We have always felt relatively confident in counseling employers to require their employees to keep their pants on at work. The EEOC seems to think our advice is misguided. In a lawsuit filed in a South Carolina federal court in early November 2016, the EEOC claims that the Akebono Brake Corporation is liable for religious discrimination for refusing to allow a temporary agency to assign an employee to its plant because she would not wear pants. Confused? We are too.

The EEOC contends that the employee is an observant member of the Apostolic Faith Church of God and True Holiness, a Pentecostal Christian denomination, who holds the sincere religious belief that as a woman she cannot wear pants and is commanded to wear skirts or dresses. Akebono, however, has a dress code that requires workers in its manufacturing facilities to wear pants. So Akebono said, “no pants, no job.” The EEOC position is that failure to reasonably accommodate an employee’s sincerely held religious beliefs violates her rights under Title VII of the Civil Rights Act of 1964.

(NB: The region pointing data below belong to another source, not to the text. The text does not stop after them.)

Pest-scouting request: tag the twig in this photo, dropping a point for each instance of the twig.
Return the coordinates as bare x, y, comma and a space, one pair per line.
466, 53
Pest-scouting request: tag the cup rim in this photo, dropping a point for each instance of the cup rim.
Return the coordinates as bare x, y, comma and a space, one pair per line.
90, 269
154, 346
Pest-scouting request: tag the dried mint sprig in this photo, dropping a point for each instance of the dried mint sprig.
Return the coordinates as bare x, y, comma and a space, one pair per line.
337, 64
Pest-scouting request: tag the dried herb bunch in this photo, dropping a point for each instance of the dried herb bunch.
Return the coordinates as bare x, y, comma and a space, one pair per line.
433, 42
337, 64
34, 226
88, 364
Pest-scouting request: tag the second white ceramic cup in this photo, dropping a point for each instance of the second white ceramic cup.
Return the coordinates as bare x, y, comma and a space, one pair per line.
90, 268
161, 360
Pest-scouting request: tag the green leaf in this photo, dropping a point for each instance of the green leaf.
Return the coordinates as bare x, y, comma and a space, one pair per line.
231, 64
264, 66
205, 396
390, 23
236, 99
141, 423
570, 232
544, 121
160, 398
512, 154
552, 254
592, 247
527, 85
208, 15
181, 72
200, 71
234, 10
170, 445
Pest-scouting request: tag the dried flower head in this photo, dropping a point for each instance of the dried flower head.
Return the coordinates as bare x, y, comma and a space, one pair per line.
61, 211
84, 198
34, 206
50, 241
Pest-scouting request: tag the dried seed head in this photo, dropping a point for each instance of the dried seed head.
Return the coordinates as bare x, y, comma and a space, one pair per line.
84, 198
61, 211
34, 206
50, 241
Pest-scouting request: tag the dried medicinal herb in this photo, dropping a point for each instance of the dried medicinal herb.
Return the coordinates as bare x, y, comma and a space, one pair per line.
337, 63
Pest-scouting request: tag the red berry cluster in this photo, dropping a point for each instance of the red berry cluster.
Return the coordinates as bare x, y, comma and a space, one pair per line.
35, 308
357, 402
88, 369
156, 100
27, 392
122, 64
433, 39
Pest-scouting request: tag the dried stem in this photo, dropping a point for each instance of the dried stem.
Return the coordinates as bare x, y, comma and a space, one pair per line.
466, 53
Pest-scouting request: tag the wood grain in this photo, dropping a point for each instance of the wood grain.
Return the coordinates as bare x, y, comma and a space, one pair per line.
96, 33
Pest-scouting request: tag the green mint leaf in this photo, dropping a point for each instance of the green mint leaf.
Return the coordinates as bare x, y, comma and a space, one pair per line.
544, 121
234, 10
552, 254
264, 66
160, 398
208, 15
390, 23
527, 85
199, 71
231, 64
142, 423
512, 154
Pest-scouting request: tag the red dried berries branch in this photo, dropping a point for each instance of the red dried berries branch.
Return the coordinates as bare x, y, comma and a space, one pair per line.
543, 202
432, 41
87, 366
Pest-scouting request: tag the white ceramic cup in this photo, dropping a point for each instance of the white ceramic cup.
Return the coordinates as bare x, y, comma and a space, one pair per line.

While employers in this country remain free to prohibit women from wearing pants at work (yes, that’s true), the EEOC apparently believes that we just cannot require it. That is the agency’s position–even in the face of a legitimate safety-related reason to prohibit dresses and skirts in a manufacturing facility in which the material might get caught in the moving parts of a machine. The EEOC’s stated concern is that Akebono did not engage in an “interactive process” with the employee to determine whether a reasonable accommodation was available. However, because this case just started, it remains to be seen if safety considerations will prevail over this employee’s religious beliefs.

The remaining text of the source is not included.